Prior to Wednesday's vote, some political commentators predicted that the ANC might lose its outright majority in provinces such as Gauteng and KwaZulu-Natal, and therefore be forced to form coalitions with opposition parties.

Find everything you need to know about the 2019 National and Provincial Government Elections at our News24 Elections site, including the latest news and detailed, interactive maps for how South Africa has voted over the past 3 elections.

An election official empties a ballot box as counting begins after polls closed in Alexandra township in Johannesburg, South Africa, May 8,2019.

The vote is the sixth since the end of apartheid in 1994 and the adoption of democracy.

"Across provinces, the ANC is growing". Zuma allies secured a number of top party posts, and there is speculation they may seek to topple the president at the ANC's next national conference in 2022.
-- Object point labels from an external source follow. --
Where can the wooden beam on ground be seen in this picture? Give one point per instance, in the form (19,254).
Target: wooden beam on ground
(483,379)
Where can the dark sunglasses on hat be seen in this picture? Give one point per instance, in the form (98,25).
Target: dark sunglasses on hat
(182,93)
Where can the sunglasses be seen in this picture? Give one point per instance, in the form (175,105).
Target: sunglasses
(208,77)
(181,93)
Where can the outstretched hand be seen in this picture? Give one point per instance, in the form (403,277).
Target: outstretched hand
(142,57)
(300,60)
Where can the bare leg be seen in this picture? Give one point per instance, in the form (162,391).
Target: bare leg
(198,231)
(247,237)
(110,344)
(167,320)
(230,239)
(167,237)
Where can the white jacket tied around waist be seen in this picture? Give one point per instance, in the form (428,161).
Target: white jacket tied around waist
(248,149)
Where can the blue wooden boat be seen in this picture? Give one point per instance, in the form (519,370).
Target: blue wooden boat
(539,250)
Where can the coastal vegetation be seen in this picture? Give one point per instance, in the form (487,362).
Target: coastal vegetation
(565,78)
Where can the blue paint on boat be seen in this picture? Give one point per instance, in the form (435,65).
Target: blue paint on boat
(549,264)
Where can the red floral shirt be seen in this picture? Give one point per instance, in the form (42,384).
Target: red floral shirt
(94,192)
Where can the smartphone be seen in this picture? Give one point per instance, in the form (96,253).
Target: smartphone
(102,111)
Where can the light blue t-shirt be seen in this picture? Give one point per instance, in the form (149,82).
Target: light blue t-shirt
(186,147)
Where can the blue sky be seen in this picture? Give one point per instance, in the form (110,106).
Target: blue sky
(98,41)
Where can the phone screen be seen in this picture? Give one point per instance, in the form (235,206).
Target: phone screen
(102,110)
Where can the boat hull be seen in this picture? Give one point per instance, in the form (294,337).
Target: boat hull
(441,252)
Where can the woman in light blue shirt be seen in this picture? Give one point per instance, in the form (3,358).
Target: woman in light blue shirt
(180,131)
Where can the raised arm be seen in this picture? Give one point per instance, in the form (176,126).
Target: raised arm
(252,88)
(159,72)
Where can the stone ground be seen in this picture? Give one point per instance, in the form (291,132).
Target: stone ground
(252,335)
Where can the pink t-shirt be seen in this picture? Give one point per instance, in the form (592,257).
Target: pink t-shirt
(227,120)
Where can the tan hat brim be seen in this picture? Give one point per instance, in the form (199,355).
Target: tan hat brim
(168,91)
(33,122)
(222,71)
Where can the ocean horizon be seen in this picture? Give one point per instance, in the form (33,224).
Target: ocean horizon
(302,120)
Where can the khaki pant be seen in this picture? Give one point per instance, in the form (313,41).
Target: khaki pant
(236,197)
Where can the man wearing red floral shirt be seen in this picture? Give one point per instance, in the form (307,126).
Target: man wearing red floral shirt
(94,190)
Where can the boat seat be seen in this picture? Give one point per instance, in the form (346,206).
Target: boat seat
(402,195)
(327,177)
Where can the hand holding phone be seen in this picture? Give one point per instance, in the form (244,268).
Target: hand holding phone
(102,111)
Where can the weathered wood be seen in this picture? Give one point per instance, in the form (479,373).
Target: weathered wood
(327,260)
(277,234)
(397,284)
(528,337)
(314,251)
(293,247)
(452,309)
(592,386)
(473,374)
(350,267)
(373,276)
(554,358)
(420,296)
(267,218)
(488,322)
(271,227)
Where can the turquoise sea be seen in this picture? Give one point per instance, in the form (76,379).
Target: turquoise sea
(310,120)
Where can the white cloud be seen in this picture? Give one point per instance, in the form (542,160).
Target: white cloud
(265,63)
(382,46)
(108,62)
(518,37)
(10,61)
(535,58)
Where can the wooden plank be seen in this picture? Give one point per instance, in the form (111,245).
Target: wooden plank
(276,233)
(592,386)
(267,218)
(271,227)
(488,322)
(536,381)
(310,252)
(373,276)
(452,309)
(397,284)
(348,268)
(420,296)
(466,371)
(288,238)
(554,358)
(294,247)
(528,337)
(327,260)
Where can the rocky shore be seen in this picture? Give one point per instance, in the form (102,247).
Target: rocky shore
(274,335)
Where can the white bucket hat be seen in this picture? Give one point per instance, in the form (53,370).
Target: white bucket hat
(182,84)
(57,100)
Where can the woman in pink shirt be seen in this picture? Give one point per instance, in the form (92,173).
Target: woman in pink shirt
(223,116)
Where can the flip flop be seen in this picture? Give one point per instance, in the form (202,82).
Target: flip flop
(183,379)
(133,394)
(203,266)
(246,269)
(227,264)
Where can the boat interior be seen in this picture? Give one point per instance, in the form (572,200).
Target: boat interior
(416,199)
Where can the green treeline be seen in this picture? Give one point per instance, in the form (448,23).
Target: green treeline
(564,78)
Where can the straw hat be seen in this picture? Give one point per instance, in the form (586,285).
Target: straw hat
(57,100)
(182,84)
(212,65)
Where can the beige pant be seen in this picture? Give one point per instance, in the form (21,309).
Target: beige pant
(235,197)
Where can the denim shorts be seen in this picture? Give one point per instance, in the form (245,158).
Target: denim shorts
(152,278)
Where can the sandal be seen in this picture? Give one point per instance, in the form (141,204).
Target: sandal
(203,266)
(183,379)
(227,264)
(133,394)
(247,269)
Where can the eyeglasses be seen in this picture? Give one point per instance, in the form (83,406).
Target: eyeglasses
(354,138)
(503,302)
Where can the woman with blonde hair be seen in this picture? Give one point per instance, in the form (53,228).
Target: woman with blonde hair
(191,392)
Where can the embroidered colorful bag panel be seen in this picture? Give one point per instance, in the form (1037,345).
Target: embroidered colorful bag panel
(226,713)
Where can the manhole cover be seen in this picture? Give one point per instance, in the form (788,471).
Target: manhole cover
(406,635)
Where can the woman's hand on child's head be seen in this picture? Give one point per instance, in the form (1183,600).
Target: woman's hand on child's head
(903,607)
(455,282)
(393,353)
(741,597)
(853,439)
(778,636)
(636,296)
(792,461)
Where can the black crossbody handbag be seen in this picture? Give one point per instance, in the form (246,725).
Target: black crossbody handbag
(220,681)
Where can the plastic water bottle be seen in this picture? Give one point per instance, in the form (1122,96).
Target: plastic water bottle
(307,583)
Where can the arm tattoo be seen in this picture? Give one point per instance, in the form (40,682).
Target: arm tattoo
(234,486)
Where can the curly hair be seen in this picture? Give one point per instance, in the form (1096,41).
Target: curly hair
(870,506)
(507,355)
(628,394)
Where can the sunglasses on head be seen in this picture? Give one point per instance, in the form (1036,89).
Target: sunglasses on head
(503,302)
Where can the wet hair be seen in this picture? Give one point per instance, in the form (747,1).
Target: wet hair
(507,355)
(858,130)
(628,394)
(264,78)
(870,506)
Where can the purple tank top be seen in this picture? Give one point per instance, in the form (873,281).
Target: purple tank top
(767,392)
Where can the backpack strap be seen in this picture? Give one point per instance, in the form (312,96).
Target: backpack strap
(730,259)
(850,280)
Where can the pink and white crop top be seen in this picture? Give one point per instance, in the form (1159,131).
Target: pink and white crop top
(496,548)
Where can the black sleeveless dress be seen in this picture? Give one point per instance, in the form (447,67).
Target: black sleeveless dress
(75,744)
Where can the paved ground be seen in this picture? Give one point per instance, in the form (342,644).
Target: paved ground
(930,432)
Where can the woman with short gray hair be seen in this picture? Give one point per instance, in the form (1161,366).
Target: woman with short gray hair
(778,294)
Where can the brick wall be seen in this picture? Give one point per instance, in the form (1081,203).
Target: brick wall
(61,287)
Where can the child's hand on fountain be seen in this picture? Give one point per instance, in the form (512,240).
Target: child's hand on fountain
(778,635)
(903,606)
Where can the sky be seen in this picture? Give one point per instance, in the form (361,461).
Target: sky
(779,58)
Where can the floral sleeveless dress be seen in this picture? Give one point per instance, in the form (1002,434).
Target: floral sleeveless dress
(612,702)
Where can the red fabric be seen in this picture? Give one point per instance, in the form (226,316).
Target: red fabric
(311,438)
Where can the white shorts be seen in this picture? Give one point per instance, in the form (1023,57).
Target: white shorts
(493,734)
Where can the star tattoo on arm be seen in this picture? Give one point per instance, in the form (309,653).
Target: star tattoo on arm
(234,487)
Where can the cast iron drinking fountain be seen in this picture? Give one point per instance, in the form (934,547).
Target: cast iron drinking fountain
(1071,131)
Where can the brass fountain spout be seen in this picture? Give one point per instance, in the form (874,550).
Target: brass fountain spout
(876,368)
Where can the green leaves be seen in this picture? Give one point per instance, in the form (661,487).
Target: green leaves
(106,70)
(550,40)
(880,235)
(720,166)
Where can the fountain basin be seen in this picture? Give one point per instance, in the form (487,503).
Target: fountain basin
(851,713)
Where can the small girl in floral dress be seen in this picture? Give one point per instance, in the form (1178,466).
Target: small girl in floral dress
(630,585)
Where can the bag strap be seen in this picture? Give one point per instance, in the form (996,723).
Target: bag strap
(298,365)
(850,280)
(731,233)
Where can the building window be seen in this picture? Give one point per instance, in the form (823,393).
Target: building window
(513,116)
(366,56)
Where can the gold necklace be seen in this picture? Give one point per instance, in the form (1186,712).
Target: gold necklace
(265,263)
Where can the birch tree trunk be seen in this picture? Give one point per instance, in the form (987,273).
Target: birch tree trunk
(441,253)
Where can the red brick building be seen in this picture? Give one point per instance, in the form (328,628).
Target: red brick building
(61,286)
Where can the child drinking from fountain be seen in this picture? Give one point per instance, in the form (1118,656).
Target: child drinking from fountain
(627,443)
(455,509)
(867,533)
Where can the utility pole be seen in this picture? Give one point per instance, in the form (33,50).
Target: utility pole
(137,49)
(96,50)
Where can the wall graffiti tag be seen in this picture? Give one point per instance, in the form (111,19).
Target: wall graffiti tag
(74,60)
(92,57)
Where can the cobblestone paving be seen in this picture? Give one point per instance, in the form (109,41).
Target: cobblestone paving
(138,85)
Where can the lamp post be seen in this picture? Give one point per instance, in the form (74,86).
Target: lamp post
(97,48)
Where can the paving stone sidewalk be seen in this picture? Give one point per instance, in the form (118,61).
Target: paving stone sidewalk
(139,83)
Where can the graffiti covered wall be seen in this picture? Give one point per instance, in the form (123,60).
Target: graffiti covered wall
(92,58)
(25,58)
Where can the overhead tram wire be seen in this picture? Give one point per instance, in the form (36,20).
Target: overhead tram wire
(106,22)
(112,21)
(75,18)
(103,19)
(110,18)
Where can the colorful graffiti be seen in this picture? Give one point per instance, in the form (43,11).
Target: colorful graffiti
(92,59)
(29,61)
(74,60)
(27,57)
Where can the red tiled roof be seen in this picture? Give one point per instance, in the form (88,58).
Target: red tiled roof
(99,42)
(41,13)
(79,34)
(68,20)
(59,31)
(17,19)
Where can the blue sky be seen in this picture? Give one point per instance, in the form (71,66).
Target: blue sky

But the ANC faces widespread apathy among voters born after apartheid, known as the "born-free" generation, with millions who failed even to register to vote.

"The ANC have taken a hit in the polls - with an estimated near 5 percent loss on 2014 results - due to their failure to address key challenges affecting the South African population", said Indigo Ellis, Verisk Maplecroft's Africa analyst.

If the ANC's share of the vote slips below 60%, Ramaphosa could be vulnerable and his party could oust him and choose a new leader.

"This election also seems to have been quite tough on the smaller parties", says Jenny Holloway, senior researcher at the CSIR.

Preliminary results will be announced from the electoral commission in the capital, Pretoria, and final results are not expected for 48 hours.

The party that wins most seats in parliament selects the president, who will be sworn in on 25 May.

"We have made mistakes but we have been sorry about those mistakes and we are saying our people should reinvest their confidence in us", he said.

The ANC had hoped to reverse or at least arrest a slide in support after its efforts to address racial disparities in land ownership, housing and services since the end of apartheid faltered. The EFF is much closer to the ANC (hence majority blacks) in terms of policy and should easily overtake the DA whose origins and membership is largely white and elitist.

However, the DA says it does not believe land reform needs to be "carried out in a way that takes from one to give to another", and instead promises to prioritise land reform in the budget and to release unused government land.